A new United Nations surveyof male attitudes toward “gender equality” finds precious little appetite for it across the Middle East.
“Male attitudes towards the role of women in the workplace and at home, and of their participation in public life, were stereotypically sexist in the study of views in Egypt, Lebanon, Morocco and Palestine,” writes the UK Guardian in summarizing the report.
Egypt scored the lowest on the report’s “Gender Equitable Men” scale and is the source of the most striking headlines. For example, CNS News reports that “70 percent of Egyptian men approve of female genital mutilation.” For that matter, 56 percent of Egyptian women also voiced approval for the hideous procedure, which is illegal but not unheard-of, in much of the world.
Egyptian men also supplied 90 percent agreement with the statement that “a man should have the final word about decisions in the home,” and 58.5 percent of Egyptian women agreed. Only 31 percent of Egyptian men thought married women have the same rights to work outside their homes as men. 93 percent of men thought a husband should “know where his wife is at all times.” 96 percent thought a wife should agree to sex whenever her husband desires it.
53.4 percent said “there are times when a woman deserves to be beaten.” 90 percent agreed that “a woman should tolerate violence to keep the family together.” Roughly 45 percent of Egyptian men said they had been violent to their wives.
Only 25.7 percent of male Egyptian respondents said that women should “have the same freedom to access sites on the Internet as men.”
Egyptian women were significantly more supportive of women’s rights on most of these questions, although one point of agreement concerned women at work. While women were over twice as likely as men to say that women should have the right to work, they largely agreed that it was more important for men to work when jobs were scarce and that marriage was more important for women than a career.
Inability to find work was a major source of shame, anxiety, and depression for men.
The survey noted that younger men and women, especially younger women, were more likely to support gender equality. Of the regions surveyed, Egypt scored lowest on the Gender Equitable Men scale, while Lebanon scored the highest.

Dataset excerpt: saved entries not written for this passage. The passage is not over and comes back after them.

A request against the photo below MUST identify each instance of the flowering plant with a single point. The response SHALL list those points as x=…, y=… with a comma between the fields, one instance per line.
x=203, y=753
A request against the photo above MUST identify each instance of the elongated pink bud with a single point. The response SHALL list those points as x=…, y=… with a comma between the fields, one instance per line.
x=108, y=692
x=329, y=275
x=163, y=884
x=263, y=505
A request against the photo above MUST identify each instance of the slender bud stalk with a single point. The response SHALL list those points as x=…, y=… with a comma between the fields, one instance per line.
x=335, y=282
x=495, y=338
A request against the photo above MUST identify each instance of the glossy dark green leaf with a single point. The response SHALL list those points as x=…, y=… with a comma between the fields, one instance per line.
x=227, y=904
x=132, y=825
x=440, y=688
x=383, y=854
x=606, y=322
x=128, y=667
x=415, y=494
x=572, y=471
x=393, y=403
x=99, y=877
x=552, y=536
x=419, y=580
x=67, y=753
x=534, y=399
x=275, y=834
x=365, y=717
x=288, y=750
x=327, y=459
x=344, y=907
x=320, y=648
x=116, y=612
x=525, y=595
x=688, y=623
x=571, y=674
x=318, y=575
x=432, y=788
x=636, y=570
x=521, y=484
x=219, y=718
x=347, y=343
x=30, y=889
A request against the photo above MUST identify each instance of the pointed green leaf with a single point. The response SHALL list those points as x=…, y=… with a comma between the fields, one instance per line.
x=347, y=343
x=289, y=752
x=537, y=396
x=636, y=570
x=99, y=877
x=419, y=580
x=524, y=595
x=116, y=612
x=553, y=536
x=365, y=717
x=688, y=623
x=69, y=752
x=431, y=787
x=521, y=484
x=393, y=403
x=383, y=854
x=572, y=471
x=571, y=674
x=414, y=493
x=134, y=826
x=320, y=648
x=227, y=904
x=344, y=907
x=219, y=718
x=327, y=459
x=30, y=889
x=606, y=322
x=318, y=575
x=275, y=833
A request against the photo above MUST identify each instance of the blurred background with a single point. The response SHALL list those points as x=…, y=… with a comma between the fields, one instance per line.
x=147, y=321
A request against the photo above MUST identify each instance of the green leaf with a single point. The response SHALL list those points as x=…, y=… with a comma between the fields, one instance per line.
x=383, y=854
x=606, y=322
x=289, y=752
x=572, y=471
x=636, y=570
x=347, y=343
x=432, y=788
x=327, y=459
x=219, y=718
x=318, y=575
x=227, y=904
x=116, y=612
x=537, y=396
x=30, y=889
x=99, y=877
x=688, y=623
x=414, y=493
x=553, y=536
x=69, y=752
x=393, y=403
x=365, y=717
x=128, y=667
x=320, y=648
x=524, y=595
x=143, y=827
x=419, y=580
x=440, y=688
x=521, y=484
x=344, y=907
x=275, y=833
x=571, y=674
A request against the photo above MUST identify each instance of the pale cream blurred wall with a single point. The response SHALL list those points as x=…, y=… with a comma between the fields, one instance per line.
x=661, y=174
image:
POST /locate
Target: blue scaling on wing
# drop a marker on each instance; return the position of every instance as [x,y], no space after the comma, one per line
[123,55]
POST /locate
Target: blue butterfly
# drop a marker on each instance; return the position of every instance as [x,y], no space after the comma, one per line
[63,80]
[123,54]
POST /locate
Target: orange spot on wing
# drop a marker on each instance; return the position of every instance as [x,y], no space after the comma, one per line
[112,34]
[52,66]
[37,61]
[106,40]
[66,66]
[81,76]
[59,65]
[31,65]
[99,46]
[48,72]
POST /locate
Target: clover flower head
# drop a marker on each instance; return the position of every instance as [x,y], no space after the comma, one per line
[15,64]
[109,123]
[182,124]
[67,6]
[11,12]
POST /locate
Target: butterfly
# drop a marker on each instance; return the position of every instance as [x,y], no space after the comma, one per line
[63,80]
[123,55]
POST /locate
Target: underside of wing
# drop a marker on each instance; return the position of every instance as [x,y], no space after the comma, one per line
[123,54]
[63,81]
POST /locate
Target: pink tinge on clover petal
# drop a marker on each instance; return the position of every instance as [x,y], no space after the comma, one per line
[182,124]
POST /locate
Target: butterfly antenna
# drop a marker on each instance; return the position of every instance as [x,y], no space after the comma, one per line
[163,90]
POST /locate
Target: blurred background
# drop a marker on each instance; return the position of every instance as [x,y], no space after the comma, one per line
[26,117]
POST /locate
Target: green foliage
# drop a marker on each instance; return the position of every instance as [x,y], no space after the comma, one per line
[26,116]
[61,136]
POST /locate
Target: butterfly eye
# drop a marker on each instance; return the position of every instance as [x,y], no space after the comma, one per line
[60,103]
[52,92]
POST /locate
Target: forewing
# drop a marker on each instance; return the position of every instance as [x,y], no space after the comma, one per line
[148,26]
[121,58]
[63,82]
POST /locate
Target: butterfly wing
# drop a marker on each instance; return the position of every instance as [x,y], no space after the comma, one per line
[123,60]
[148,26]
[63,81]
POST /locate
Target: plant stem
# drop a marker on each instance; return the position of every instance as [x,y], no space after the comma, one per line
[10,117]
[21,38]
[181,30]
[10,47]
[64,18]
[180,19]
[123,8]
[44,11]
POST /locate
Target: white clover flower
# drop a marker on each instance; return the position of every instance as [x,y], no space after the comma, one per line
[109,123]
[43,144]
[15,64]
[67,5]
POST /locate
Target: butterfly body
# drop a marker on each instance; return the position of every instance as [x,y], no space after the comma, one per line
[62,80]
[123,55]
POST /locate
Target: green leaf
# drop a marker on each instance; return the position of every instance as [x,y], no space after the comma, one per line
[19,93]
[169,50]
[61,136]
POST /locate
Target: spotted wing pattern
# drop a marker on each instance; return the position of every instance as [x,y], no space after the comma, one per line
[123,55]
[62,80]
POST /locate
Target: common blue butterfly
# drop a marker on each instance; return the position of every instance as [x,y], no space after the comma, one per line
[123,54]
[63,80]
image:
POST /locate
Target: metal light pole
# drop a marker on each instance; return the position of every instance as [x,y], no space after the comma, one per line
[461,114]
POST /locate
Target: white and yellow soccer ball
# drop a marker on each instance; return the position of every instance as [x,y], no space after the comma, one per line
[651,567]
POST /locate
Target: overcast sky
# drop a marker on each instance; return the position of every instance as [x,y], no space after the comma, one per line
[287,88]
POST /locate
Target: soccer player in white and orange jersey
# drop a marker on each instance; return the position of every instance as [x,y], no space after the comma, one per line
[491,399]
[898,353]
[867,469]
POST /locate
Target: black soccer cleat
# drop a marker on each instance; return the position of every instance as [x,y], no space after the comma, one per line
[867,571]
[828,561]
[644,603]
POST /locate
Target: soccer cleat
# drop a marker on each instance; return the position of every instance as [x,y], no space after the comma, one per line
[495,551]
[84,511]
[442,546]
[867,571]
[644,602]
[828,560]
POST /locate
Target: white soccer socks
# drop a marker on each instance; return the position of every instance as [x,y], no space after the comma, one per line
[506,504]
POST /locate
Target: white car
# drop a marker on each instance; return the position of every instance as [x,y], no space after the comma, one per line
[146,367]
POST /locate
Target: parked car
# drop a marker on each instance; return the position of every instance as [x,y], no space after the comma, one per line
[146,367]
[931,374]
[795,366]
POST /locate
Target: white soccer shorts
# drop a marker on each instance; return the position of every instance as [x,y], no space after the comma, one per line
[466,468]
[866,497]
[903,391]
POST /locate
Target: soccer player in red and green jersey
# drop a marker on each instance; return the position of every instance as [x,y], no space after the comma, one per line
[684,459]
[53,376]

Morocco produced some alarming results about sexual harassment, with over half of men saying they have sexually harassed a woman, and over 60 percent of women reporting they have been harassed. A higher percentage of female Moroccans (78 percent) agreed that provocatively dressed women deserve harassment than men (72 percent).
The survey, which was conducted by UN Women and a non-profit organization called Promundo, involved 10,000 respondents in Egypt, Lebanon, Morocco, and the Palestinian territories.
Mohammad Naciri, regional director of Arab States UN Women, looked for optimistic signs in the report. “Amidst the stories of men’s violence against women, we found stories of men’s caregiving in the home. For every story of a man who compelled his daughter to marry against her will, there were stories of men who empowered their daughters,” he said.
“The patriarchy works for the very small minority who are on the top of that pyramid,” lead researcher Shereen El Feki told the BBC. “For the rest down below, lots of women, but also from the results of the survey, many, many men, life is very tough.”
Promundo CEO Gary Barker told Reuters that “everywhere else we have done these research… young men typically have more progressive views that their fathers and the older generation. That was not so here.”